= Oncoantigen =

An oncoantigen is a surface or soluble tumor antigen that supports tumor growth. A major problem of cancer immunotherapy is the selection of tumor cell variants that escape immune recognition. The notion of oncoantigen was set forth in the context of cancer immunoprevention to define a class of persistent tumor antigens not prone to escape from immune recognition.

==Features of oncoantigens==

===Extracellular localization===
Localization of oncoantigens outside tumor cells allows recognition by antibodies if downregulation of class I major histocompatibility complex (MHC-I) molecules prevents T cell recognition. Most tumor antigens are intracellular proteins. Circulating antibodies do not penetrate inside cells, hence intracellular proteins are only recognized by T cells as MHC-I-bound antigenic peptides exposed on the surface of tumor cells. However downmodulation or complete loss of MHC-I expression occurs in most human tumors, making them altogether invisible to the immune system of the host. When tumor cells downregulate MHC-I, only antigens expressed on the cell surface and/or secreted in the extracellular fluids can be recognized by antibodies.

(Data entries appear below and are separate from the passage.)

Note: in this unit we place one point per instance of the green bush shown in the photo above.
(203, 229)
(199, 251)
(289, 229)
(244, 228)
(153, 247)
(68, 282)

===Support of the neoplastic phenotype===
Loss of oncoantigen expression is unlikely, because oncoantigens support tumor growth. Loss of tumor antigen expression is another cause of escape from immune recognition. This occurs because most tumor antigens are not essential for tumor growth. Hence loss of expression does not decrease the fitness of cancer cells. In contrast, downmodulation of molecules like oncogene products, which are essential for tumor growth, would impair tumor cells.

The complete dependence (also called "addiction") of tumor growth from a given gene product can cease if further genetic alterations occur that activate alternative signaling pathways. Thus, the persistence of oncoantigens is not an absolute property, but rather a feature of specific stages of tumor development.

==Identification of oncoantigens==
The prototypic oncoantigen is HER2/neu, a membrane tyrosine kinase similar to the epidermal growth factor receptor (EGFR, or HER-1), expressed in about one-fourth of breast cancers. Vaccines against HER2/neu were shown to prevent mammary carcinoma in HER2/neu transgenic mice and are being tested for cancer therapy in humans. Monoclonal antibodies against HER-2 (e.g. trastuzumab) are approved for therapy of human breast cancer.

Other molecules fulfilling the definition of oncoantigen are EGFR/HER-1, the mucin MUC1 and the idiotype of B and T cell malignancies. Further candidates are receptor tyrosine kinases and growth factors, but in most cases the induction of effective anti-tumor immune responses against such molecules remains to be demonstrated.

Most tumor antigens are not oncoantigens, either because they are intracellular molecules, like cancer-testis antigen such as MAGE family members, or because they appear to be dispensable without significant alterations of tumorigenicity, like the carcinoembryonic antigen (CEA) or the prostate specific antigen (PSA).
Novel strategies will be required to identify new oncoantigens amenable to human application.

==Applications of oncoantigens==
Prevention of mouse mammary carcinoma with vaccines against HER2/neu led to the development of the oncoantigen concept, thanks to the addiction of transgenic tumors to HER-2 expression and to the fundamental role of vaccine-induced anti-HER-2 antibodies in the arrest of tumor development. Oncoantigens are thought to be the ideal target for immunologic prevention of cancer in individuals at risk, because the continuous generation of precancerous or early cancerous cells might easily lead over time to the emergence of antigen- or MHC-loss escape variants.

As escape variants are a major cause of failure also in cancer immunotherapy, it is likely that targeting oncoantigens with vaccines or antibodies will have a stronger clinical impact than attempts at targeting other tumor antigens.
The problem so far in using vaccines in oncoantigen research is that the vaccines are typically not long lasting. This is because of the heterogeneous nature of cancer cells. Vaccinations may help the immune system locate certain oncoantigens such as MET, RET, CD20 and CD22. However; cells that evade the immune system begin to populate and thus cause the growth of a more resistant tumor.
There is a use of oncoantigens as markers for faster diagnosis of cancer. The oncoantigens presented from cancerous cells can be used in genomics as biomarkers. This can help in faster and easier diagnosis of cancer. Oncoantigens may have a use in cancer research in the future through such advances.